4.4.3 Lifecycle Management.

The distributed training and inference of machine learning workflows originated by the emergence of these new paradigms is gaining traction in the research community [8, 31, 59]. This strengthens the necessity of managing the lifecycle and key components of AI applications through dedicated frameworks [54] and attracts research attention towards handling its various stages. In this regard, the authors in [32] propose an AI lifecycle approach for tackling the challenges of AI-based solutions from conception to production. Firstly, a semantically enhanced pipeline can automate data preparation [129]. Secondly, the training of ML workloads can be characterized into smaller pieces for distributed execution [62], and frameworks for retraining ML models to dynamically adjust to varying energy and memory constraints can speed up inference [98]. Thirdly, many authors propose frameworks and architectures that tackle the deployment stage of data science projects in different computational environments, such as the cloud [44, 80, 88] and the edge [8, 44, 88], including devices such as microcontrollers [87]. The authors of [36] propose a goal-driven framework for the operationalization of distributed analytical pipelines across the cloud continuum. In addition, the deployment of certain flavors of machine learning algorithms, such as deep learning [78] and deep neural networks [18], are also addressed. Yet another angle is to address the deployment of such workloads by maximizing resource utilization and operator revenue [29]. Finally, some studies focus on the monitoring stage by proposing architectures [3] and frameworks [53, 54] that supervise processes and events in order to react to their deviations during runtime. The authors of [67] propose an AIOps anomaly detection framework that addresses functional and performance failures in software systems. Similarly, [96] suggests an automated pipeline for AIOps monitoring and maintenance. In summary, frameworks that are able to orchestrate ML workflows [4] and their associated resources [29] become essential to navigate through the complexity of this endeavor.

4.4.4 Technologies.

From a technological standpoint, techniques like software-defined networks simplify network management and enable the implementation of unified services for optimal AI deployment, optimizing the available resources [123]. In [68], an architecture for the deployment of AI solutions in B5G networks is proposed. ML automation processes such as AutoML are pivotal for the maturity and efficiency of the ML models in production environments, and more research is required [108]. Containerized solutions represent a unique opportunity for the operationalization of data science workloads since they promote the ubiquitous deployment of pipeline stages. Due to this, some architectures [33] and frameworks [4, 16] found in academia devote to this technology for the deployment and orchestration of AI workloads. Yet another technology utilized for the operationalization of predictive models is the use of API resources, as it provides a simplified abstraction on top of sophisticated prediction models, promotes resource sharing, and simplifies the consumption of the resources for the end user [43]. On the other hand, the operationalization of some flavors of algorithms captivates the attention of researchers, and the operationalization of both deep neural networks [18, 87, 107] and deep learning [17, 31, 44, 78] solutions is frequently addressed. A frequent problem is addressing the particularities of the infrastructural devices on which they are deployed.
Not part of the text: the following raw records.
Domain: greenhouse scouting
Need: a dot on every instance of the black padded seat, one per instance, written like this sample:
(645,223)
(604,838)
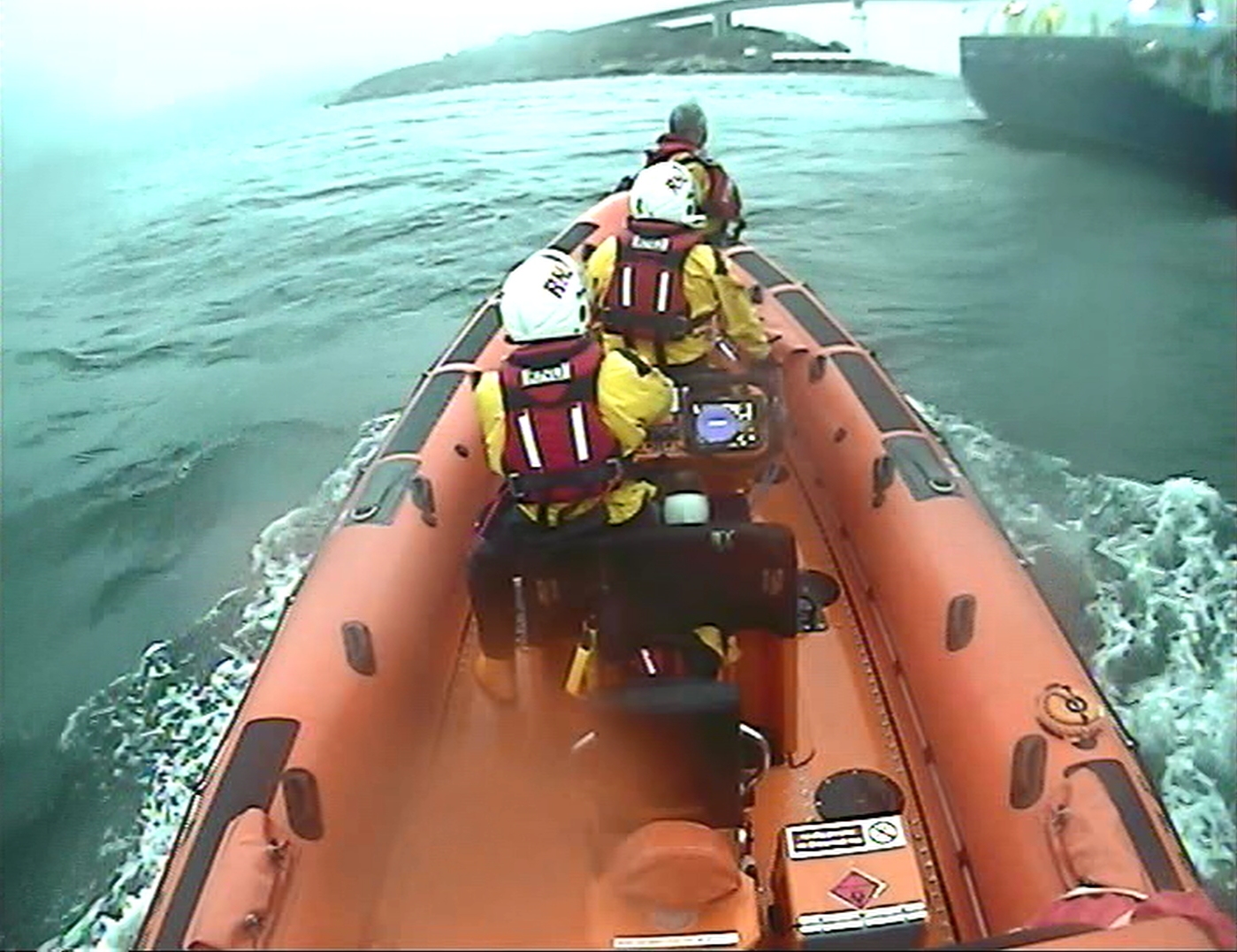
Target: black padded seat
(668,748)
(662,582)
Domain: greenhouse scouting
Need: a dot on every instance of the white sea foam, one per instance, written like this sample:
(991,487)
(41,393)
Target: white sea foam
(171,713)
(1156,569)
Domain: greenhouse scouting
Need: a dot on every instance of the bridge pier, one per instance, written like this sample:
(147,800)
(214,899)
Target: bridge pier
(859,18)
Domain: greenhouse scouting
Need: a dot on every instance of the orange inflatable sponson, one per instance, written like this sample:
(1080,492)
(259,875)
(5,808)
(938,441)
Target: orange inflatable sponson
(901,750)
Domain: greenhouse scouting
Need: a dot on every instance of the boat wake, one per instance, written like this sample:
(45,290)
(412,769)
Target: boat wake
(1142,576)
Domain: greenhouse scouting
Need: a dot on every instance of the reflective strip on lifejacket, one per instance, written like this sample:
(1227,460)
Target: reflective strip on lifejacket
(529,439)
(579,433)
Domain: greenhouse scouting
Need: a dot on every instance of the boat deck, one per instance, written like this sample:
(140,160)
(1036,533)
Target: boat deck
(490,853)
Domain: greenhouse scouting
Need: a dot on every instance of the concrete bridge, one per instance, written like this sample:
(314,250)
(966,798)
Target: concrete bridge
(720,11)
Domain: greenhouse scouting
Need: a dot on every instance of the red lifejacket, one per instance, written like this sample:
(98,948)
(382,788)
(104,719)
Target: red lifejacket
(557,446)
(645,300)
(722,199)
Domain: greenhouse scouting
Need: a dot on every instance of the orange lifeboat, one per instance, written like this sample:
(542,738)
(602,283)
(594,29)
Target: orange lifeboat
(905,752)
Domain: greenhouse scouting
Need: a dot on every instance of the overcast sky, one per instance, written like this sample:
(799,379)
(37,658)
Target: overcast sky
(71,68)
(113,57)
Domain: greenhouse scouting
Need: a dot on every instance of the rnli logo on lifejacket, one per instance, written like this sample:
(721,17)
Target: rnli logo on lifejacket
(676,182)
(642,242)
(537,376)
(558,281)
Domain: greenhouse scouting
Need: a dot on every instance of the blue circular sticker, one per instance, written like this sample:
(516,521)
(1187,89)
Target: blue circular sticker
(716,424)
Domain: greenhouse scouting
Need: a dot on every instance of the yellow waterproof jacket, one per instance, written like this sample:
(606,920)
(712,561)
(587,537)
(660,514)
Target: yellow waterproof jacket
(709,291)
(631,396)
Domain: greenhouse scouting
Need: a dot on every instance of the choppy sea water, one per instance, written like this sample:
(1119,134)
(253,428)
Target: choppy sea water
(203,340)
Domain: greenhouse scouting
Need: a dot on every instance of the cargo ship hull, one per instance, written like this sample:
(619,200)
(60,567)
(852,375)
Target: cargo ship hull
(1091,89)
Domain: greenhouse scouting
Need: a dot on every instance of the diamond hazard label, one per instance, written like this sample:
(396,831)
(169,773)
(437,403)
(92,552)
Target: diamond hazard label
(858,889)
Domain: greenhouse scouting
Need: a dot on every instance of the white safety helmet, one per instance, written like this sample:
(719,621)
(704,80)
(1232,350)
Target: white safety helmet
(666,192)
(545,298)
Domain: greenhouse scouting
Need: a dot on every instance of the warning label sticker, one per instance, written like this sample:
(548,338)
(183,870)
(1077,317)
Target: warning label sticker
(843,837)
(858,889)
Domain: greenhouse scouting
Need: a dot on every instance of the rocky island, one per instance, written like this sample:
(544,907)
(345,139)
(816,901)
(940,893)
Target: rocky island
(620,50)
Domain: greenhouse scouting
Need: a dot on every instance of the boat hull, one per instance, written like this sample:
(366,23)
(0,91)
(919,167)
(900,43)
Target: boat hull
(1090,89)
(403,809)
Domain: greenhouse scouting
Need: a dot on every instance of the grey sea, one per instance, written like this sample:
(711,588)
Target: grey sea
(204,335)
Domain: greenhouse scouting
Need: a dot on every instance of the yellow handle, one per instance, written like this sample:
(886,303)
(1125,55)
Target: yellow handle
(578,674)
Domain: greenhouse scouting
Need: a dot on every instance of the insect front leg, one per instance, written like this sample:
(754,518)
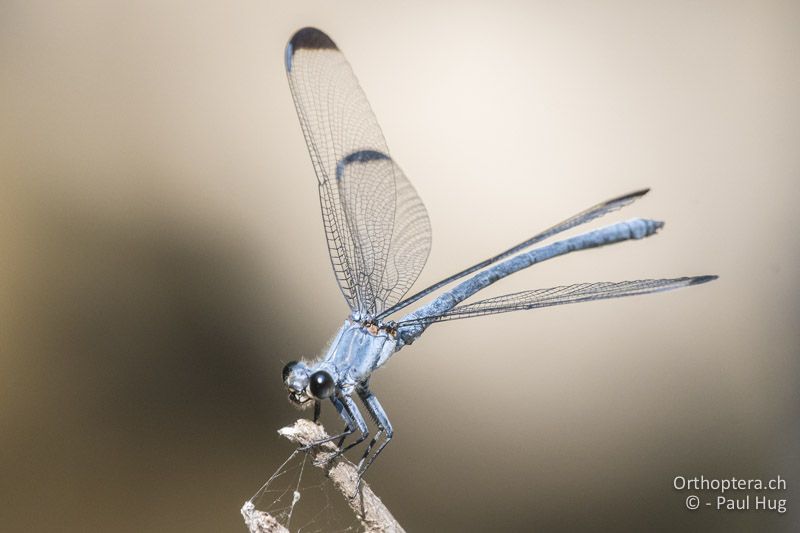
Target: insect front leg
(343,407)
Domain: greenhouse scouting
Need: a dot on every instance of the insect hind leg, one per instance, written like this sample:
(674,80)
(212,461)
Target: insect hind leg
(385,430)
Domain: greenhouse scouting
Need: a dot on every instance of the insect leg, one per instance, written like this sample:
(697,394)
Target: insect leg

On top of the inherent particularities of MLOps and AIOps, data science projects frequently need to overcome the challenges of Big Data ecosystems. These platforms are often operated leveraging HPC technologies, which require the involvement of varying backgrounds of stakeholders. In this regard, containerized solutions and serverless technologies alleviate the deployment of ML-based solutions and their dependencies on different platforms and computational layers, such as the cloud and the edge. However, it also raises the manifold challenges of orchestrating distributed pipelines; hence, tools that can handle the ML lifecycle gain relevance. In this regard, the deployment of AI workloads receives the majority of the attention, while other phases like monitoring or training remain understudied. AIOps solutions are still underrepresented in the fields of infrastructure management and in the deployment of ML solutions.

4.5 What are the Current and Future Fields in which MLOps and AIOps are Thriving? (RQ5)

This subsection provides an analysis of the current and future fields of MLOps and AIOps methodologies. Table 7 presents a taxonomy of the various fields in which MLOps and AIOps methodologies are being utilized, and highlights the areas in which each paradigm thrive.

Table 7.

		MLOps	AIOps
Research	Space	[40]	[40]
Research	Physics	[17, 46]	-
Industry	Factories	[3, 118]	-
	Construction	[10, 37]	[37]
	Autonomous Vehicles	[44]	-
	Health	[15, 51]	[15]
	Failure Management	-	[84]
IT	5G	[68, 94]	[29, 66, 94, 123]
	6G	[59]	-
	Networking	[15, 116]	[15, 90, 116, 117]
	Service Management	-	[1]
	Logs	-	[76, 86, 121]

Table 7. A Taxonomy of the Fields where MLOps and AIOps Methodologies are Thriving

4.5.1 Industry and Research.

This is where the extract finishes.